10/26/2015
President Bill Clinton was dubbed "The First Black President", but this man was responsible for locking up more minorities (especially Black men) than any other president before him or since. In this video he apologizes for the laws he signed in, but - coincidentally - does it the day after President Obama visited a federal prison and vowed to overturn those same Draconian and disproportionate laws. Aside from the timing of the apology and the inherent politics therein, should he be forgiven for his actions? Does the fact that he is a Democrat change the way we look at the scenario, at mass incarceration?
The explosion of the prison system happened under Bill Clinton. according to a study by the Justice Policy Institute, it is impossible to dispute the numbers: prison population rose by 673,000, his rate of incarceration was 42 per 100,000. these numbers are more than double the federal incarceration rate at the end of President Reagan’s term (17 per 100,000) and 61 percent higher than at the end of President George Bush’s term (25 per 100,000). “Under President Bill Clinton, the number of prisoners under federal jurisdiction doubled, and grew more than it did under the previous 12-years of Republican rule,combined,” states the JPI report.
Does a well timed and eloquently articulated Mia Culpa ("my bad") make up for the lives destroyed and families broken up? Will this restore the broken bonds and broken lives; of prisoners who served over 20 years for minor offenses; of children growing up without fathers, becoming fathers and mothers themselves; of their grandchildren growing up never having a connection with their full family unit, having grandparents relegated to postcards from prisons or an occasional 15 minute phone call from prison; of young men and women having grayed in dungeons while their loved ones died and were buried, one by one, without the simple pleasure of laying eyes on or holding the hands of their offspring, their siblings, their blood, their hope, their, their future. Ahh, what i would give to have seen my father before he was buried on my 12th year of incarceration, just to have talked to him one last time, to have held his hand, to have cared for him in his last days as he cared for me in my first.
Clinton's apology will not restore any of this.

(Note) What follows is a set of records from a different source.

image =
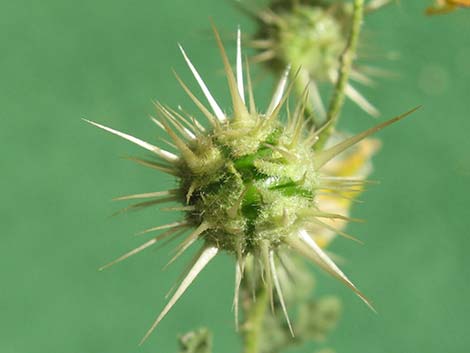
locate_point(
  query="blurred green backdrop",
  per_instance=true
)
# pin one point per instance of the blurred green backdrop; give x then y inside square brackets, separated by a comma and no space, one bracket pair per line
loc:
[106,60]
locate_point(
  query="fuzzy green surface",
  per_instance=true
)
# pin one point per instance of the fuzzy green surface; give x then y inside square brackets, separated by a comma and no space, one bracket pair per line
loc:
[319,45]
[105,61]
[256,188]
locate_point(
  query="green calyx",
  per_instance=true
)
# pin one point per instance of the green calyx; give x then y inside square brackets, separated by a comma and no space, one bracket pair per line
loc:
[253,191]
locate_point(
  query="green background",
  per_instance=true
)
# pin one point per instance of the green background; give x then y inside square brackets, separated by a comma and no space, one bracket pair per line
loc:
[106,60]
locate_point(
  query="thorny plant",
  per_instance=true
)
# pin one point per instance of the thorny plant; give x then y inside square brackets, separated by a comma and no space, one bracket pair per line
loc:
[268,187]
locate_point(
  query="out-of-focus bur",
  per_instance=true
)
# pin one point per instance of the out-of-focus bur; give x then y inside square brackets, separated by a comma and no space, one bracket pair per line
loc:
[311,35]
[250,184]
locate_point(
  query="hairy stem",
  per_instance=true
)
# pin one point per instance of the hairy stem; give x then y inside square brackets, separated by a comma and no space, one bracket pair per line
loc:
[346,61]
[255,313]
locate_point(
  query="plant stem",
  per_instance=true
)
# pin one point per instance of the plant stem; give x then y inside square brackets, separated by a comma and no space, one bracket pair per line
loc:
[345,61]
[254,321]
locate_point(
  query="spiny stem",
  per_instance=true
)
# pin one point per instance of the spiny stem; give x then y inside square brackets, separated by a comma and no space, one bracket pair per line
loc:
[346,61]
[254,321]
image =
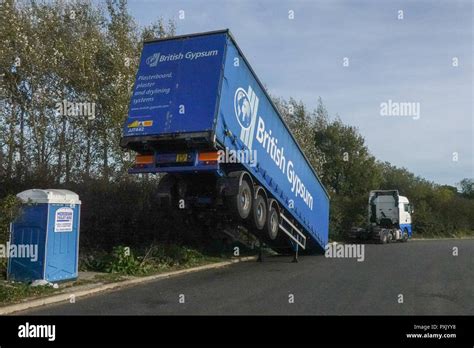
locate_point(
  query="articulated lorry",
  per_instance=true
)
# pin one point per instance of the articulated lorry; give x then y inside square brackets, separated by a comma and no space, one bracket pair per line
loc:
[389,218]
[199,114]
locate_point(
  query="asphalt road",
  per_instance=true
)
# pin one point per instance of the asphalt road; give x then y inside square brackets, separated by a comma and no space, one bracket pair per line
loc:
[430,278]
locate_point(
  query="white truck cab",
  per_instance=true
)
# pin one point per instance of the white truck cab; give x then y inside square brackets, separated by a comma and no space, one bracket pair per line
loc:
[387,209]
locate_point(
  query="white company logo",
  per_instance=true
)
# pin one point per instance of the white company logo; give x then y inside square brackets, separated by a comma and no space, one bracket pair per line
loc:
[153,60]
[246,107]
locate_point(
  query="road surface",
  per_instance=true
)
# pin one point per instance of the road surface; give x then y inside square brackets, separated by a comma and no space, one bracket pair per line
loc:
[424,275]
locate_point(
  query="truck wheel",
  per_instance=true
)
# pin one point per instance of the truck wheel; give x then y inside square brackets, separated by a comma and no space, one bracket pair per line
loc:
[241,203]
[259,212]
[273,221]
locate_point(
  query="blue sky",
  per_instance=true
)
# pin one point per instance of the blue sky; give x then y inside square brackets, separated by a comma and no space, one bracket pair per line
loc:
[407,60]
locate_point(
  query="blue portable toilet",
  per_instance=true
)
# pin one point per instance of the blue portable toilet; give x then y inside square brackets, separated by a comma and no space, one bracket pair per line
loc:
[49,223]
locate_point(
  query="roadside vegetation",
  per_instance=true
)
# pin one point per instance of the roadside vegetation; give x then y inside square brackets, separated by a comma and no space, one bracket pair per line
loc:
[73,51]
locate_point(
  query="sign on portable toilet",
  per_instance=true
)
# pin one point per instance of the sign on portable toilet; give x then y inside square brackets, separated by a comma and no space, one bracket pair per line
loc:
[45,237]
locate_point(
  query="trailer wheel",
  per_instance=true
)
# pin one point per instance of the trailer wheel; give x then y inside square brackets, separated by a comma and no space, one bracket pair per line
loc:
[259,212]
[273,220]
[241,203]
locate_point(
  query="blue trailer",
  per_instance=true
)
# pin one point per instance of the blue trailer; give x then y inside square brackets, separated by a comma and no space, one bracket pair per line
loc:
[200,114]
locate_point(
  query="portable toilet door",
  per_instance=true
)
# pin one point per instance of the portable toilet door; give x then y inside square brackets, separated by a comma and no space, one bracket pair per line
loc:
[58,245]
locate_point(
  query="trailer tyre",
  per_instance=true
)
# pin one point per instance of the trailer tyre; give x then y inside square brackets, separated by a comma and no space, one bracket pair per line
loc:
[241,203]
[259,212]
[273,221]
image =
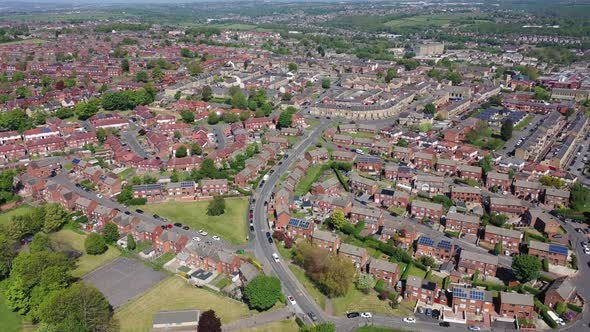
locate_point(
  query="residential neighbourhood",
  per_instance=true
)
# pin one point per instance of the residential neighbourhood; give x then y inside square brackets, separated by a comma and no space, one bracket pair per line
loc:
[366,175]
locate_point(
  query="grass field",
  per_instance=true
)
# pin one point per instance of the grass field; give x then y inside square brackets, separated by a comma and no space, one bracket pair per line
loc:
[283,326]
[67,240]
[174,294]
[11,321]
[313,291]
[355,300]
[231,225]
[18,211]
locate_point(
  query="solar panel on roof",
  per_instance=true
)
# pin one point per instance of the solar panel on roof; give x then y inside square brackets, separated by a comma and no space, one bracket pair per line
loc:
[445,245]
[557,249]
[425,241]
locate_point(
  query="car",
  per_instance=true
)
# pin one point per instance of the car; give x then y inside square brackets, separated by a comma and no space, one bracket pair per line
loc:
[409,320]
[312,316]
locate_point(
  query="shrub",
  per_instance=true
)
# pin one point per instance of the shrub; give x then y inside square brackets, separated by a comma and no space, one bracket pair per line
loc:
[95,244]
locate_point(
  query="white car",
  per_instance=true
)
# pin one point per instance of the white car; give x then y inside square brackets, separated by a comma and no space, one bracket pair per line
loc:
[409,320]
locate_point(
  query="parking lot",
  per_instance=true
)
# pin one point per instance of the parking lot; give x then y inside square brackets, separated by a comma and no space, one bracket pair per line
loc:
[123,279]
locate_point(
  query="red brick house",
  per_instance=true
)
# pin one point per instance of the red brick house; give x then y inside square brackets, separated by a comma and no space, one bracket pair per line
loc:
[515,305]
[509,238]
[470,261]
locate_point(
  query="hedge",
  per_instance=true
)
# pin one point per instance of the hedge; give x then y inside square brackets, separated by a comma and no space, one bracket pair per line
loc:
[548,319]
[574,307]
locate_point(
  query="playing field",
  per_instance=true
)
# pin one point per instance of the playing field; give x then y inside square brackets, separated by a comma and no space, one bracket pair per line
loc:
[67,240]
[174,293]
[231,226]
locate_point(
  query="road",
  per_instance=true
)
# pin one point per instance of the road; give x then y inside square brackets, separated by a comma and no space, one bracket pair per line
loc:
[263,249]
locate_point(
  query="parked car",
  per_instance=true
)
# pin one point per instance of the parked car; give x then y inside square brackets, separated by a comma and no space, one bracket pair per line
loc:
[409,320]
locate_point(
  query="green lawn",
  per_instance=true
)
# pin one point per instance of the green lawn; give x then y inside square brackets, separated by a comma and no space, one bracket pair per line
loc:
[231,225]
[174,293]
[68,240]
[356,300]
[312,175]
[311,288]
[23,209]
[11,321]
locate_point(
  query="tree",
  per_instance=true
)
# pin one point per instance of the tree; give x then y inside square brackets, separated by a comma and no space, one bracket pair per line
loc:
[79,307]
[40,242]
[209,322]
[213,118]
[141,76]
[207,93]
[101,135]
[262,292]
[194,68]
[364,282]
[7,254]
[285,119]
[506,129]
[526,267]
[498,248]
[337,219]
[181,152]
[110,232]
[131,245]
[55,217]
[216,206]
[187,116]
[95,244]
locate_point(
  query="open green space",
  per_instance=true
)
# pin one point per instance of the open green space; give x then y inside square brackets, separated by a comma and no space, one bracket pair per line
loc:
[231,225]
[67,240]
[309,285]
[10,321]
[6,216]
[312,175]
[174,293]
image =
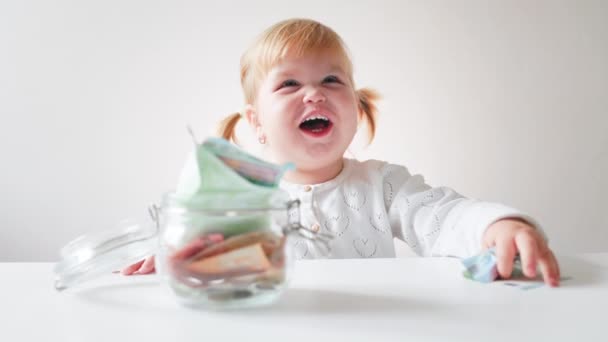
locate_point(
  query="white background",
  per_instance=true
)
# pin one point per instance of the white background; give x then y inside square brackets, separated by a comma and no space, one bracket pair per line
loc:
[501,100]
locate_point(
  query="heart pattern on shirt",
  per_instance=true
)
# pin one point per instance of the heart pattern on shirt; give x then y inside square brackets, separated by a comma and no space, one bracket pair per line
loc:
[366,248]
[379,222]
[354,199]
[337,225]
[387,189]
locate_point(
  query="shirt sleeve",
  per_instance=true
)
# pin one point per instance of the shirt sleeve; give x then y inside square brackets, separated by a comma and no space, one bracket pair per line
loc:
[439,221]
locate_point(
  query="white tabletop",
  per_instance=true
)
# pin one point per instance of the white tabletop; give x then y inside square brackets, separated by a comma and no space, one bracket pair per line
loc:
[408,299]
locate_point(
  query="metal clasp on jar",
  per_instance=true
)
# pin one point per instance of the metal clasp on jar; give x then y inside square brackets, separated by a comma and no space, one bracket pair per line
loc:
[320,240]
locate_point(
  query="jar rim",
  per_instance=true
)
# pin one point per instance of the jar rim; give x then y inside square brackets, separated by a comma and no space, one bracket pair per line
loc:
[278,201]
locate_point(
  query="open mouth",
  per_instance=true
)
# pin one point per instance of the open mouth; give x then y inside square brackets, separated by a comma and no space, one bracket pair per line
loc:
[316,125]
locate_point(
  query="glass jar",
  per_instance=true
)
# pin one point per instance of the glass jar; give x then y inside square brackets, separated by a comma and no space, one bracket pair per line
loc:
[214,258]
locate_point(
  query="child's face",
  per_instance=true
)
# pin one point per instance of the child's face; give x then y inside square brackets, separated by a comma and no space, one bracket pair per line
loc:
[306,109]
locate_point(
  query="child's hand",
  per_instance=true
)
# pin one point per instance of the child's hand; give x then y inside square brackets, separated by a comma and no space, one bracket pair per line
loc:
[146,266]
[512,236]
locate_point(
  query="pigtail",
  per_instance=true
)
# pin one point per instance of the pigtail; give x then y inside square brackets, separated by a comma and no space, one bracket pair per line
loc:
[228,125]
[368,109]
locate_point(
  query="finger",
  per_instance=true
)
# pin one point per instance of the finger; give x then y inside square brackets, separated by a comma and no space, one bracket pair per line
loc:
[132,268]
[528,251]
[549,268]
[148,266]
[505,253]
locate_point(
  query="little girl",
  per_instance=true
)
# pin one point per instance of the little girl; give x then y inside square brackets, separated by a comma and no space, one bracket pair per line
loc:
[302,102]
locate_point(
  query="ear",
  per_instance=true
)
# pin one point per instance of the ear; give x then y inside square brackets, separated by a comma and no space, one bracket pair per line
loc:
[251,116]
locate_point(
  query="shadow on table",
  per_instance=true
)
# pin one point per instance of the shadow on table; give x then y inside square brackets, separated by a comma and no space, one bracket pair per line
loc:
[582,270]
[326,302]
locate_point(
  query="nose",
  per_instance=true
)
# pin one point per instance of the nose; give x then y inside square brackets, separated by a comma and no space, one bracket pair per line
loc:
[314,95]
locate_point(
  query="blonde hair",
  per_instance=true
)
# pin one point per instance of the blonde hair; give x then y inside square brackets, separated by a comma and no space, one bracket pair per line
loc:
[297,38]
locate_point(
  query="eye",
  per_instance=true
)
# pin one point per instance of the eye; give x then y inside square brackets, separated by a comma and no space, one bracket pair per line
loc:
[288,83]
[331,79]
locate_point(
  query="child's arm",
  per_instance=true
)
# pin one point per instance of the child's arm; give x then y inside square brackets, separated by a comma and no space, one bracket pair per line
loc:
[441,222]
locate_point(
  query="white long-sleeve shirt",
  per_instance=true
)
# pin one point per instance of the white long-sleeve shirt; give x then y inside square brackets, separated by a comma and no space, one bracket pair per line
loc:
[369,203]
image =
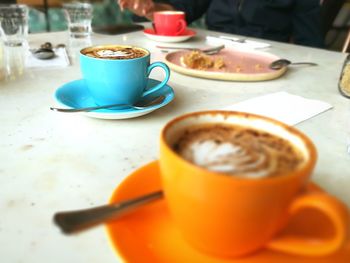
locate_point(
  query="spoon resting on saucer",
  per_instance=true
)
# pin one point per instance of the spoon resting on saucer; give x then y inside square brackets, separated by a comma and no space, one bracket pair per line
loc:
[144,103]
[280,63]
[73,221]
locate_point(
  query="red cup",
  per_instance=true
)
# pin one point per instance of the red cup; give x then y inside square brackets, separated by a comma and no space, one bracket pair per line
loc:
[169,23]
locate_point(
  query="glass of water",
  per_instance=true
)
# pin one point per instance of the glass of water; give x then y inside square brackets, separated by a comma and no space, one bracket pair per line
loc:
[79,17]
[13,24]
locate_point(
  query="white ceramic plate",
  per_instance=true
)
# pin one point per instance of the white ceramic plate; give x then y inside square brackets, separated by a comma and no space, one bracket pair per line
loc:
[75,95]
[149,32]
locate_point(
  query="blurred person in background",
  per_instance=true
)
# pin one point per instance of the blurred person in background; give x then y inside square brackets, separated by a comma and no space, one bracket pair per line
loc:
[294,21]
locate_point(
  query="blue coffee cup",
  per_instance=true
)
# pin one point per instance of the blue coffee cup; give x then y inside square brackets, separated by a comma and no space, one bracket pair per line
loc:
[119,80]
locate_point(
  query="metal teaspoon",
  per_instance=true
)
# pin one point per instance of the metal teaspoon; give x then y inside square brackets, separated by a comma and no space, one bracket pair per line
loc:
[74,221]
[145,102]
[280,63]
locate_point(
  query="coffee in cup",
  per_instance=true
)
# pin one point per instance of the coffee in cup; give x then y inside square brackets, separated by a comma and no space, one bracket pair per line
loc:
[238,150]
[232,182]
[118,74]
[115,52]
[169,23]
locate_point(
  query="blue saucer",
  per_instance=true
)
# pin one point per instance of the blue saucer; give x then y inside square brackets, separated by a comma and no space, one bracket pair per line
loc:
[75,94]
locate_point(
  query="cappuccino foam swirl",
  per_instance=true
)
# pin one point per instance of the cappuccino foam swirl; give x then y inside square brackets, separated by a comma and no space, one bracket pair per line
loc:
[111,53]
[238,151]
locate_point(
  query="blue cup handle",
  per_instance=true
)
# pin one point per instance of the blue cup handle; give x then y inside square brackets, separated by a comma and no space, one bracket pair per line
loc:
[165,80]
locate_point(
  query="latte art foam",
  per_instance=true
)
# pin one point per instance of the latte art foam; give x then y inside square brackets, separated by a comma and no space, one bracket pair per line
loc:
[238,151]
[114,52]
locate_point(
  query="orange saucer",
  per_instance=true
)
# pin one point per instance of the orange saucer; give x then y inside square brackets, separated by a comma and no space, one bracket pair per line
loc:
[149,235]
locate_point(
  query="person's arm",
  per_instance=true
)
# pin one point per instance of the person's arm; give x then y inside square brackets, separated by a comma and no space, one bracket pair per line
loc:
[194,9]
[307,28]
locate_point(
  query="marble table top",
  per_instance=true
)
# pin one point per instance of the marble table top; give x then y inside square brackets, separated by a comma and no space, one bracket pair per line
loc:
[52,161]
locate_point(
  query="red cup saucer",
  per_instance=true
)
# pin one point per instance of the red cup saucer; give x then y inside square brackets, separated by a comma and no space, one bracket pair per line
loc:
[151,34]
[149,234]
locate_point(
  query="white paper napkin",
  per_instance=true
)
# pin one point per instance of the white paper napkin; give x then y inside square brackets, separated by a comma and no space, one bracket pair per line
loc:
[233,41]
[60,60]
[282,106]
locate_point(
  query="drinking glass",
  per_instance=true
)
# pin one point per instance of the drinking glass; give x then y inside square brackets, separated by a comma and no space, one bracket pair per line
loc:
[79,17]
[13,24]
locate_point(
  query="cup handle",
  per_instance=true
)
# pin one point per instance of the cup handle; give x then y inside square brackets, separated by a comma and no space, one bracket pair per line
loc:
[182,24]
[333,209]
[165,80]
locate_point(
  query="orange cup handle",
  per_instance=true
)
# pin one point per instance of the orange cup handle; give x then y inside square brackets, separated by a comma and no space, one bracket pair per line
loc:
[333,209]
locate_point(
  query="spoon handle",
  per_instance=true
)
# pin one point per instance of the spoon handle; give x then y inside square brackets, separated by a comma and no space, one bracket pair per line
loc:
[304,63]
[87,108]
[73,221]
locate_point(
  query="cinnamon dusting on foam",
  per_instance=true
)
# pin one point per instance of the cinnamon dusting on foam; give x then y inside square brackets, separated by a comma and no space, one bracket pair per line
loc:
[114,52]
[237,150]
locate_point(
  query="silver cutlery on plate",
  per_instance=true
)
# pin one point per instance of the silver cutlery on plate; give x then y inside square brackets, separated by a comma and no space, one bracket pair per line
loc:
[144,103]
[209,51]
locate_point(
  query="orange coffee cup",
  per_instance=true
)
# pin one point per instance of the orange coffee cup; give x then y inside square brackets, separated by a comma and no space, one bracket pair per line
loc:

But it is a lesson for us: do not be so blind as to follow the charismatic demagogue who just happens to be from your party, who the media wants you to accept. An older convict once told me, "Dog bites you the first time, it's his fault. Dog bites you the second time, it's your fault. Dog bites you the second time, you's a god-damn fool!" Let's avoid getting bit again.
At the NAACP Conference, Bill Clinton admitted that the harsh sentencing provisions in his 1994 crime bill were a harmful mistake.